Interesting... I'm pretty sure I hold a golf club right handed, but I didn't play much and it was a long time ago so I'm not sure, but I used to play with a friend who was definitely left handed, and he was different to me and everyone else in this respect. I play guitar right handed as well. I've described myself as ambidextrous before, but that's probably incorrect, but it raises the question for me, if that means "equally adapted" how much of that translates into real world activities?
Perhaps "cross-dominant" (https://en.wikipedia.org/wiki/Cross-dominance) [which I just came across] is a better term for people like us. I don't view myself as ambidextrous because I'm definitely not equally good with both hands. Rather, handedness for me is strongly preferential based on the task.

  but play guitar and hockey right-handed
It's normal that one shoots right in hockey when one is left-handed (hence the rarity of right shooters). It's counterintuitive when going from years if baseball to hockey for the first time.
If you play field hockey the stick is right-handed similar to a golf club.

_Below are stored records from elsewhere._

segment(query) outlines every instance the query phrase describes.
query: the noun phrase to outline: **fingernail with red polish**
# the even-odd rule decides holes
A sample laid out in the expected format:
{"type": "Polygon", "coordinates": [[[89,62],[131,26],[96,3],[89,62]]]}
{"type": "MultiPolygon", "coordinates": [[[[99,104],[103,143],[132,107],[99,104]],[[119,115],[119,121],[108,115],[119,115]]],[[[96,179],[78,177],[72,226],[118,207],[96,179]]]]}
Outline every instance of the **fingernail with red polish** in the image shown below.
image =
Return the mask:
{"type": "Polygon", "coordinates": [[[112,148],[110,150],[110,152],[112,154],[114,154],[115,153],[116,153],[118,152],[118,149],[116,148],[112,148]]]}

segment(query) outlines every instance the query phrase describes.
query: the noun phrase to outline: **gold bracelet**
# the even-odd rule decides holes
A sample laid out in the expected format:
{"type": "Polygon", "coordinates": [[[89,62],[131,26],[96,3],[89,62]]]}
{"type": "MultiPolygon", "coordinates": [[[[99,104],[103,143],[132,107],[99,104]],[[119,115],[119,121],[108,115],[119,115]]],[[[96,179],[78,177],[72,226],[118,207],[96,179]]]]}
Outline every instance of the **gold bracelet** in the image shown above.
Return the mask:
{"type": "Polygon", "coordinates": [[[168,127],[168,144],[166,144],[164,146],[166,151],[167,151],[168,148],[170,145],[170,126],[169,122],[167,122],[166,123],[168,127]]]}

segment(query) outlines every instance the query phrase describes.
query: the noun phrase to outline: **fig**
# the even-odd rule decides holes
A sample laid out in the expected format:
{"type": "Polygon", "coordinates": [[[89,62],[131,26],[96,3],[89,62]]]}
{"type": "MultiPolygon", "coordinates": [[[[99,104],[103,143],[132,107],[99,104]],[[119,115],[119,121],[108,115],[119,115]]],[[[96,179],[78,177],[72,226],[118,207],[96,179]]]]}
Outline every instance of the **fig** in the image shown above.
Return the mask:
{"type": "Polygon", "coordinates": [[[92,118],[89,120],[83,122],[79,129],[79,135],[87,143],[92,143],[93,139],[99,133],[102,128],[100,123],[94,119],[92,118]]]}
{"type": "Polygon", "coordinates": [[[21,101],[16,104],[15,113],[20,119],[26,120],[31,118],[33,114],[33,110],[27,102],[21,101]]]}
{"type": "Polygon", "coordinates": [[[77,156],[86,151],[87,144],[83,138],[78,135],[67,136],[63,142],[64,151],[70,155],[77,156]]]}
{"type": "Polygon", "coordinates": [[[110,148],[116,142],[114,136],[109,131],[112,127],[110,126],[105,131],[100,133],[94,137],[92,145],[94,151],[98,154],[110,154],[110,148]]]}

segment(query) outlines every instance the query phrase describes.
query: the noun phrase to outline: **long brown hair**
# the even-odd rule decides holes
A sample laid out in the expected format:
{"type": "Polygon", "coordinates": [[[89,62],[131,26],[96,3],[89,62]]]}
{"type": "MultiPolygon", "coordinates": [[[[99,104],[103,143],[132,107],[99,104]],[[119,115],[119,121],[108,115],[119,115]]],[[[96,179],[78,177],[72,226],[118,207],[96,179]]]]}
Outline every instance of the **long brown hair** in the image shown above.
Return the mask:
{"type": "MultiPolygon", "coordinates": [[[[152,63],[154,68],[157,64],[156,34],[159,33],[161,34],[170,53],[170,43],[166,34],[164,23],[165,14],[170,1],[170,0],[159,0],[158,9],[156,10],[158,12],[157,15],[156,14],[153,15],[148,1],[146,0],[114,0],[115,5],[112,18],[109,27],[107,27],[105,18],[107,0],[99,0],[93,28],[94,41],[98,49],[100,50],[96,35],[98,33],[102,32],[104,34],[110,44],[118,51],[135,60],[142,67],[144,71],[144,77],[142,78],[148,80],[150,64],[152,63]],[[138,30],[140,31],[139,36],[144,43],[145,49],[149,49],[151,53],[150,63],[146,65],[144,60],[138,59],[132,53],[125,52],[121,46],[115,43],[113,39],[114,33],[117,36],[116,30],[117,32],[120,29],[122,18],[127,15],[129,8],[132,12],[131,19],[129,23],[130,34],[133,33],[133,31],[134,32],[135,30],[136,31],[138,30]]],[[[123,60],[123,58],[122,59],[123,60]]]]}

A guitar is potentially better for a left-hander if your left is more dexterous.

Field hockey (ie not ice hockey) sticks are only available in the right handed configuration for safety reasons:

https://www.livestrong.com/article/368589-why-are-all-field-...

Interesting...thanks for the link.

I did some further reading and found this rule from 1876 on not playing left handed.

Rule 7: The ball may be stopped, but not carried or knocked, by any part of the body. No player shall raise his stick above his shoulder. The ball shall be played from right to left, and no left or back-handed play, charging, tripping, collaring, (pulling the shirt) or shinning, (hitting the leg) shall be allowed.